Then there is that other world, the world a lot of people try not to see. It is the dog eat dog world. Children are often times ushered in by adults who do not see children as exempt from the harshest sides of life; rather, children are unsophisticated and easy victims. These people see only 2 possibilities- dominated and victimize, or be a victim. Their view is that their victims are weak, and they are strong. It is the victim's fault that they are not strong like they are. This world obliterates compassion.

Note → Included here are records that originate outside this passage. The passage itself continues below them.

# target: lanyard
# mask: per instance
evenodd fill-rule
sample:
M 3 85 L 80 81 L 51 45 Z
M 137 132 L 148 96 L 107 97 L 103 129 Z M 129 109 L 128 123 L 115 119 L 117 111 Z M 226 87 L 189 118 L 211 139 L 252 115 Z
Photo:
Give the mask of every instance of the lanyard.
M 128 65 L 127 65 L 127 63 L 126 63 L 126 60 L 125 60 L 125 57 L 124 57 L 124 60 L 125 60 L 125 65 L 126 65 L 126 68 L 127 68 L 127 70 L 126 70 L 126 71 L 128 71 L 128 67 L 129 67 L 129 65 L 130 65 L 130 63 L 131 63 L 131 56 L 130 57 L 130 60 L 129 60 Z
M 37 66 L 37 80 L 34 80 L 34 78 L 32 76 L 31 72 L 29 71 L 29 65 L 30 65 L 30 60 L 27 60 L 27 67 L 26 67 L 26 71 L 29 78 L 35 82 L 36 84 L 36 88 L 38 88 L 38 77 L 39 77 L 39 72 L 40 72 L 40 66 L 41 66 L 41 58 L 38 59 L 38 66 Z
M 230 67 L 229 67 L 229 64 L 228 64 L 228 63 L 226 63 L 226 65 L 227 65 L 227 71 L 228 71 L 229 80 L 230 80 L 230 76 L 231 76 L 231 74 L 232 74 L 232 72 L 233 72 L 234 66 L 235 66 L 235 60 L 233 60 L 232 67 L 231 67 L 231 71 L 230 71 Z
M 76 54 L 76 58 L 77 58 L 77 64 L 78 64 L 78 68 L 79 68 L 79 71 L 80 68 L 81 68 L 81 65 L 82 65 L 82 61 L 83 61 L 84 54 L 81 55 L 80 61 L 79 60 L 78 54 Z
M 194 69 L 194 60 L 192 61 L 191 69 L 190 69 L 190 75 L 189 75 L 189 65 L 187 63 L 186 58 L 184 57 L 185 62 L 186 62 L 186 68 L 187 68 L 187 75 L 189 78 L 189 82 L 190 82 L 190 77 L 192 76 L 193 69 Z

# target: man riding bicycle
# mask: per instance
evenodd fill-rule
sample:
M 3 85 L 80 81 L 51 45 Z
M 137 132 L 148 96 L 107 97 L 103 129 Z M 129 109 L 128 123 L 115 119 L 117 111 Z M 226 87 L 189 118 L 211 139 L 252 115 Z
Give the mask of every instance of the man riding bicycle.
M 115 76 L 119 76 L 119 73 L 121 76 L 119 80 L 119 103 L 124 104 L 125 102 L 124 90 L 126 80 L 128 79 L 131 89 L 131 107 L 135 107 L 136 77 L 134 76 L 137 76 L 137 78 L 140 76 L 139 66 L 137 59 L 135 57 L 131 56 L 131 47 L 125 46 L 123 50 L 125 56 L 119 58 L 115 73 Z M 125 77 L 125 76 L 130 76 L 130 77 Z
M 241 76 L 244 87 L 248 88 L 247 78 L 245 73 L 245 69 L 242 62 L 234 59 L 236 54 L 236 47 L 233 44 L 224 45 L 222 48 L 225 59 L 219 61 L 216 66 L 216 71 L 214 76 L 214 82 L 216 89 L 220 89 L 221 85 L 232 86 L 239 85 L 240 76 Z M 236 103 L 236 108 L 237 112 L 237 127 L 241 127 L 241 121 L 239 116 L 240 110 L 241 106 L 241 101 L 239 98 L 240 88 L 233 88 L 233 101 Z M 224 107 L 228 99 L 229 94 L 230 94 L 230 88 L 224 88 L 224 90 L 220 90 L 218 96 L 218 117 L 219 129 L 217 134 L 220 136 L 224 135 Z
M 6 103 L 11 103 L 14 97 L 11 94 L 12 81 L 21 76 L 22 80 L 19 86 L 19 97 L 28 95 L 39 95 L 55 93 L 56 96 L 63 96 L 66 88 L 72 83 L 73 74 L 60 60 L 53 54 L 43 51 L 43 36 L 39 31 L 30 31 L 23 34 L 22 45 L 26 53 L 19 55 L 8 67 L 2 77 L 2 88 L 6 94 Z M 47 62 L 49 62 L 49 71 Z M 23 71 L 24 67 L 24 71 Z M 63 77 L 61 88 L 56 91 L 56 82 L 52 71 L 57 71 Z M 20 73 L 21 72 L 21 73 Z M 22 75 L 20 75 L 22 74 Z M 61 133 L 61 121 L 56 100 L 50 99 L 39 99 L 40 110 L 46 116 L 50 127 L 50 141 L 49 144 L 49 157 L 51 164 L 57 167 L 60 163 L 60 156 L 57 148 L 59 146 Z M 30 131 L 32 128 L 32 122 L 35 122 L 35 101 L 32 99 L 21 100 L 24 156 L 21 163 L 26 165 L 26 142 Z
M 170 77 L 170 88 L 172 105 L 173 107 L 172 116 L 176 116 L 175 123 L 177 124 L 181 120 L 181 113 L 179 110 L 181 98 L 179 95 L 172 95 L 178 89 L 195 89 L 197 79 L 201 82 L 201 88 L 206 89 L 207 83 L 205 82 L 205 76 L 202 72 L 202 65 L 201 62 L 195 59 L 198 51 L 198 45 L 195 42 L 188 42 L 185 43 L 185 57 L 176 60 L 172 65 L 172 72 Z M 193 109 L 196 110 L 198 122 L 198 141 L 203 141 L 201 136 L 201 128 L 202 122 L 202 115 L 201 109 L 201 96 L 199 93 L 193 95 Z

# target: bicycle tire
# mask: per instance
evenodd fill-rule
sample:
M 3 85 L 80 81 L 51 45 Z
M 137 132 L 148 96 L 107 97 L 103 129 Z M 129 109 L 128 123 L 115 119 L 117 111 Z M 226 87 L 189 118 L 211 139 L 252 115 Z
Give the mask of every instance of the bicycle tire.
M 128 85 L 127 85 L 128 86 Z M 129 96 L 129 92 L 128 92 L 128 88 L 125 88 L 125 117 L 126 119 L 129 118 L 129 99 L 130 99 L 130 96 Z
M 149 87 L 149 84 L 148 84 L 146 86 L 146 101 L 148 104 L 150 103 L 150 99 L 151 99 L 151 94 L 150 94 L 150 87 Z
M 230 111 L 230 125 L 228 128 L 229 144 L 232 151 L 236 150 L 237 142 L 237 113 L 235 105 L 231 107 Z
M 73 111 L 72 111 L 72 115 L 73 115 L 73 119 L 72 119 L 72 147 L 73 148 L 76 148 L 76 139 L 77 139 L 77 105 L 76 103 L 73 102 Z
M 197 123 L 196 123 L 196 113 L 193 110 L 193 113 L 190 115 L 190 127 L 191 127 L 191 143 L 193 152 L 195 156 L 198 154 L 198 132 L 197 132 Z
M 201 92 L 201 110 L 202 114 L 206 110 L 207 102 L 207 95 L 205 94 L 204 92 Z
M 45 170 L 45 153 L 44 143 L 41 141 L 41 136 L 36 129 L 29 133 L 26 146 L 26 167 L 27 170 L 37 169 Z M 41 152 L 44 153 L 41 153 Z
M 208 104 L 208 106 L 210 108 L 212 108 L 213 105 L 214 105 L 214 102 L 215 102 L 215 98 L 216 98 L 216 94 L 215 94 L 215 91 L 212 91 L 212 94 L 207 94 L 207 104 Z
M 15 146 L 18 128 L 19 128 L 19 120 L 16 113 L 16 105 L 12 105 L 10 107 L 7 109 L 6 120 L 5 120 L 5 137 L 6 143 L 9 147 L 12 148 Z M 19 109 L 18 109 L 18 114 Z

If you were raised this way, you may have a deep-seeded resentment towards the people who were not exposed to this level of suffering, and shame, thinking you somehow deserved this while others do not. This is made even worse when others, trying to protect their own contentment, turn a blind eye to your painful situation. They just refuse to believe that an adult could violate the rules of compassion towards children. It is simply hard to believe what some people are capable of, and it is easier to blame the victim than to see evil for what it is. Psychos are not outwardly revolting. It is a misconception that we cling to, to protect ourselves, that evil is so different, so other, that we have nothing to do with it. We think that bad people do not inhabit our world, and if they do, we can distance ourselves from them. Psychos are actually very charming. They have to be to be effective. Not even my mom thinks my dad is a bad person. My dad is a very, very bad person, and completely arrogant about it besides. My mom has seen more evidence of that than anyone has, but she still does not believe it.

Of course, the first world of people trusting and loving each other is so vastly superior to the ruthless, selfish world, both for others and for us. Some people choose the second, though, either because they do not believe the first exists and cannot take that leap of faith, they cannot comprehend that world and those kinds of feelings, or they prefer the sense of power they feel dominating others rather than being on equal footing. I do not know where my dad is with that (probably the later), but I know he is deep inside that dark world. I also know I do not want to be there. I want to be as far from there as possible.